The BSE Sensex touched high and low of 53,207.54 and 52,527.08, respectively. There were 1 stocks advancing against 29 stocks declining on the index. 

The broader indices ended in red; the BSE Mid cap index fell 2.73%, while Small cap index was down by 3.15%.

The top losing sectoral indices on the BSE were IT down by 3.92%, TECK down by 3.45%, Metal down by 3.39%, Industrials down by 3.35%, Finance down by 3.17%, while there were no gaining sectoral indices on the BSE.

The top gainers on the Sensex were Nestle up by 0.46%. On the flip side, Bajaj Finserv down by 7.02%, Bajaj Finance down by 5.44%, Indusind Bank down by 5.27%, Tech Mahindra down by 4.84% and ICICI Bank down by 4.46% were the top losers. 

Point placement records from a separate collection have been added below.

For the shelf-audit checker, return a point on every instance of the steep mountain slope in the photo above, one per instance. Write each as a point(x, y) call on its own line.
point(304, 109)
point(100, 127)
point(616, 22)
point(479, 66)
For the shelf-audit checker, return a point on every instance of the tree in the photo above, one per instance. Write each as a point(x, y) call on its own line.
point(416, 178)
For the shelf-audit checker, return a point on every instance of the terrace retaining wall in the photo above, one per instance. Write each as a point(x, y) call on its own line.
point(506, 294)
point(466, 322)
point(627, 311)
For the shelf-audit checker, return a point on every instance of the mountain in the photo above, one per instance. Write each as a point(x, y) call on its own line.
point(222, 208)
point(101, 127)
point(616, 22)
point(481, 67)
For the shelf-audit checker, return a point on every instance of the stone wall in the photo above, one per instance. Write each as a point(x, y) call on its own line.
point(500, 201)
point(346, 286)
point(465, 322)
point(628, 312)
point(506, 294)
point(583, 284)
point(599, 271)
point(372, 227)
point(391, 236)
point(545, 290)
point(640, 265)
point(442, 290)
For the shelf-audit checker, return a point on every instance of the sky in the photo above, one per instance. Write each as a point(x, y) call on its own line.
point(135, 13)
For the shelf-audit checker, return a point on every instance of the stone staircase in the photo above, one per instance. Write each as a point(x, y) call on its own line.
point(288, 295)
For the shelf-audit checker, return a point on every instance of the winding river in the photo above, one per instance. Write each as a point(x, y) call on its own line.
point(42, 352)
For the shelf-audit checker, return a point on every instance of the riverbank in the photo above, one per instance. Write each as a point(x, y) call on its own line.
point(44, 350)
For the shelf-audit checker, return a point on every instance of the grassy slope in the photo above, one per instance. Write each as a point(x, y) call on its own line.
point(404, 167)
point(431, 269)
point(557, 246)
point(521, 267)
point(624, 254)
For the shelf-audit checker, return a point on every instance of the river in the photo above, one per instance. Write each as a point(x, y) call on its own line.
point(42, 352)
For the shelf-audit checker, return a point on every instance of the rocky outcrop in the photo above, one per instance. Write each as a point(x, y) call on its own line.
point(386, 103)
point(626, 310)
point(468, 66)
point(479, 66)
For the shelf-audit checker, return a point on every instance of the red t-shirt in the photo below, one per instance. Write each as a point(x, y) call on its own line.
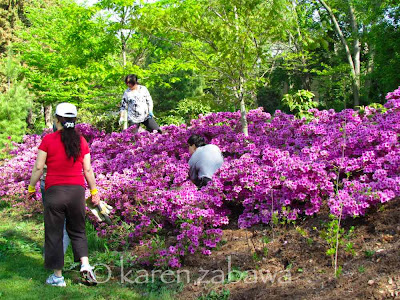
point(62, 170)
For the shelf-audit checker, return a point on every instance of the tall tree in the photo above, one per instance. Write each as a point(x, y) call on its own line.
point(353, 57)
point(14, 102)
point(65, 51)
point(229, 40)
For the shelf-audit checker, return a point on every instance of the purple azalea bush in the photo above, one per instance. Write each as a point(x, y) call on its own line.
point(347, 161)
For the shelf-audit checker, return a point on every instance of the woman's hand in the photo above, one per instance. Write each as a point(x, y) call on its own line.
point(96, 199)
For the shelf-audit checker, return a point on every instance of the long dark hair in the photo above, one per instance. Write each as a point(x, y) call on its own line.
point(70, 137)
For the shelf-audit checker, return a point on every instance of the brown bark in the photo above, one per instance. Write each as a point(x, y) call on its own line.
point(48, 116)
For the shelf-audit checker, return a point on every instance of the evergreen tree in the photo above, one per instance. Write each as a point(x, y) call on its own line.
point(14, 104)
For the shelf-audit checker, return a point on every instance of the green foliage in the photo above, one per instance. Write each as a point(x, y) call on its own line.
point(236, 275)
point(214, 295)
point(189, 109)
point(14, 104)
point(300, 102)
point(336, 236)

Meanwhile, Chief Economic Advisor (CEA) Anantha Nageswaran said India has shown exemplary resilience in recovery from the COVID-19 pandemic crisis. He added all major activities and parameters of the economy have crossed their pre-COVID levels, and it is now enjoying macroeconomic tailwinds.

Nageswaran said quick and precise steps have been taken by the government at the policy level, which was supported by the Reserve Bank of India’s timely interventions. He said compared to developing and developed countries, the Indian economy is firm and stable in terms of various fundamentals. He also said ‘the developed world is moving from low inflation to high inflation and it is in such times that we have managed to keep inflationary pressure under check’.

The CEA said he is hopeful that as per the projections of the International Monetary Fund, India is heading towards achieving a GDP size of $5 trillion by 2027. He added ‘today, we have a strong revival of private investment, and the country has comfortable forex reserves to withstand turbulence in the international currency market. The exponential growth of digital payments in India during the last few years is an indication enough of fast changes in the informal sector.’

The CNX Nifty traded in a range of 15,886.15 and 15,684.00. There were 2 stocks advancing against 48 stocks declining on the index.

The top gainers on Nifty were Nestle up by 0.49% and Bajaj Auto up by 0.08%. On the flip side, Bajaj Finserv down by 6.74%, Bajaj Finance down by 5.21%, Tata Motors down by 5.03%, Indusind Bank down by 4.98% and Hindalco down by 4.86% were the top losers.

European markets were trading lower; UK’s FTSE 100 decreased 129.18 points or 1.77% to 7,188.34, France’s CAC fell 134.81 points or 2.18% to 6,052.42 and Germany’s DAX was down by 280.80 points or 2.04% to 13,481.03.

Asian markets settled sharply lower on Monday after an unexpected jump in US inflation data reinforced bets on steep interest rate hikes by the US Federal Reserve and an impending recession. Moreover, a flare-up in Covid-19 cases in China’s capital Beijing also weighed on market sentiments. In Beijing, authorities raced to contain a Covid-19 outbreak on Monday traced to a raucous 24-hour bar known for cheap liquor and big crowds, with millions facing mandatory testing and thousands under targeted lockdowns. Japanese shares dropped after US stocks posted their biggest weekly drop since January on last Friday overnight, while investors were awaiting the interest rate decision by the Bank of Japan due on Friday. Confidence among large Japanese manufacturers weakened further in the second quarter, business outlook survey results from the Ministry of Finance showed.